La parenté formelle s’inscrit plus vers le poème en prose, mais le poème farce qui parfois comme pour “Tel père, telle fille” peut se réduire à une seule phrase : “La fille du sheriff était devenue danseuse étoile“
L’humour est donc la seule exigence et l’enjeu d’un propos primesautier propre à tous les pas de côté. L’unique engagement est donc bien celui d’une cause imparfaite où la seule obligation est de placer la balle entre les yeux du réel.
Pour autant, Boutin ne provoque pas : sa vivacité est faite pour retrouver une légèreté qui manque tant à la littérature qu’à sa réserve. Ici, quand un homme déambule en sifflotant, tenant par le bras son épouse”, nous apprenons très vite que le mari modèle vient de la démembrer, preuve que l’auteur fait partie des “tueurs en chérie”- titre d’un de ses livres.

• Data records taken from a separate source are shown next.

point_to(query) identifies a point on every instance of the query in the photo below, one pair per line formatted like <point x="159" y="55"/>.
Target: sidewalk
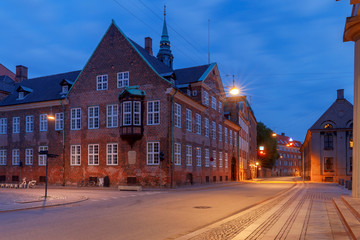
<point x="22" y="199"/>
<point x="307" y="211"/>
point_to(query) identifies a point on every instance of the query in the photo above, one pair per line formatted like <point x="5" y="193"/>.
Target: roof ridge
<point x="52" y="75"/>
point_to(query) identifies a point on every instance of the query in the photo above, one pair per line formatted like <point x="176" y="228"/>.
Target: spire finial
<point x="165" y="12"/>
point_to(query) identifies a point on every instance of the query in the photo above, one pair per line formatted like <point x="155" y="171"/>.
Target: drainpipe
<point x="172" y="140"/>
<point x="63" y="133"/>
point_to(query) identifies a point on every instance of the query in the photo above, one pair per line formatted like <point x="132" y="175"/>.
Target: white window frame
<point x="188" y="155"/>
<point x="112" y="116"/>
<point x="153" y="153"/>
<point x="75" y="119"/>
<point x="42" y="157"/>
<point x="3" y="157"/>
<point x="43" y="123"/>
<point x="93" y="117"/>
<point x="136" y="113"/>
<point x="3" y="125"/>
<point x="177" y="115"/>
<point x="235" y="139"/>
<point x="214" y="130"/>
<point x="59" y="121"/>
<point x="127" y="113"/>
<point x="29" y="156"/>
<point x="123" y="79"/>
<point x="177" y="154"/>
<point x="16" y="157"/>
<point x="206" y="127"/>
<point x="226" y="160"/>
<point x="64" y="88"/>
<point x="112" y="154"/>
<point x="101" y="82"/>
<point x="198" y="156"/>
<point x="198" y="124"/>
<point x="188" y="120"/>
<point x="93" y="154"/>
<point x="206" y="98"/>
<point x="16" y="124"/>
<point x="225" y="135"/>
<point x="214" y="157"/>
<point x="207" y="157"/>
<point x="153" y="112"/>
<point x="220" y="160"/>
<point x="21" y="95"/>
<point x="29" y="123"/>
<point x="220" y="133"/>
<point x="213" y="102"/>
<point x="75" y="155"/>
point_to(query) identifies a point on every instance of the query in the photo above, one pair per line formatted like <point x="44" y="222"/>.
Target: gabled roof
<point x="6" y="84"/>
<point x="339" y="113"/>
<point x="285" y="140"/>
<point x="43" y="89"/>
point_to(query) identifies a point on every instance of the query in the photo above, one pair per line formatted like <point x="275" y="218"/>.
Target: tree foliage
<point x="265" y="138"/>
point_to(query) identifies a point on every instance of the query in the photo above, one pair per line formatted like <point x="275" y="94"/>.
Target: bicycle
<point x="31" y="184"/>
<point x="86" y="183"/>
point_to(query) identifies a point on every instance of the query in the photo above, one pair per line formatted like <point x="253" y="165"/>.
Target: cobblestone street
<point x="303" y="212"/>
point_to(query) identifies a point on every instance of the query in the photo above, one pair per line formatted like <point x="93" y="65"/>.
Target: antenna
<point x="165" y="12"/>
<point x="208" y="41"/>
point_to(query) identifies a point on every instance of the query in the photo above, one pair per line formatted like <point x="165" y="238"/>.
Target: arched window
<point x="328" y="141"/>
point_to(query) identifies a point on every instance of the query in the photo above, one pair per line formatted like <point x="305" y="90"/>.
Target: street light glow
<point x="234" y="91"/>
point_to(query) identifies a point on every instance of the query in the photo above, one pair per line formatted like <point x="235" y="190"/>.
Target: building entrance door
<point x="233" y="169"/>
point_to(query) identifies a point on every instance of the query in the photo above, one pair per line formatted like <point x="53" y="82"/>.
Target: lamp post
<point x="352" y="33"/>
<point x="52" y="118"/>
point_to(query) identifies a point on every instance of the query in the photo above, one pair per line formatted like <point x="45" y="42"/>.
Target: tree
<point x="265" y="138"/>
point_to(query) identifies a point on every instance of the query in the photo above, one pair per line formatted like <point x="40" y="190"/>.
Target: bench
<point x="129" y="188"/>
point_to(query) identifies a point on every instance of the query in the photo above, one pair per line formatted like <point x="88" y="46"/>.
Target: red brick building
<point x="127" y="115"/>
<point x="289" y="162"/>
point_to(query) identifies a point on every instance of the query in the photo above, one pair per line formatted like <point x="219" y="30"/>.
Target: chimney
<point x="21" y="73"/>
<point x="148" y="45"/>
<point x="340" y="94"/>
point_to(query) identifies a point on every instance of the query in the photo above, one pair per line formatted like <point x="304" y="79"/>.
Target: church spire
<point x="164" y="54"/>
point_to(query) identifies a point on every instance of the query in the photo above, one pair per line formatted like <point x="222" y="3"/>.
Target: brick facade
<point x="97" y="150"/>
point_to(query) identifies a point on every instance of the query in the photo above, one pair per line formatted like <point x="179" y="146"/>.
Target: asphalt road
<point x="135" y="215"/>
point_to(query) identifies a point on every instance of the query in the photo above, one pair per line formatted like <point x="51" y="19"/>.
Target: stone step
<point x="348" y="217"/>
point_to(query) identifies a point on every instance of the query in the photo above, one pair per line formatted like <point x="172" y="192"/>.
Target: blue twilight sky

Boutin pratique l’écriture tel un être double : chez lui l’artiste se cache toujours sous l’écrivain.
Chaque texte est visuel, s’y inscrit un autre lieu du réel où, comme des détenus d’un prison, en creusant une galerie, nous renaissons de nos cendres comme de nos méfaits (“Faute au maton”).
Les textes répondent à une collection de regards divers dans des voies ouvertes moins dans le nonsensique que d’un autre et nouveau spectacle du vivant.
jean-paul gavard-perret
Patrick Boutin, En deux coups les gros, Cactus inébranlable éditions, coll. Microcactus, février 2021, 70 p. — 8,00 €.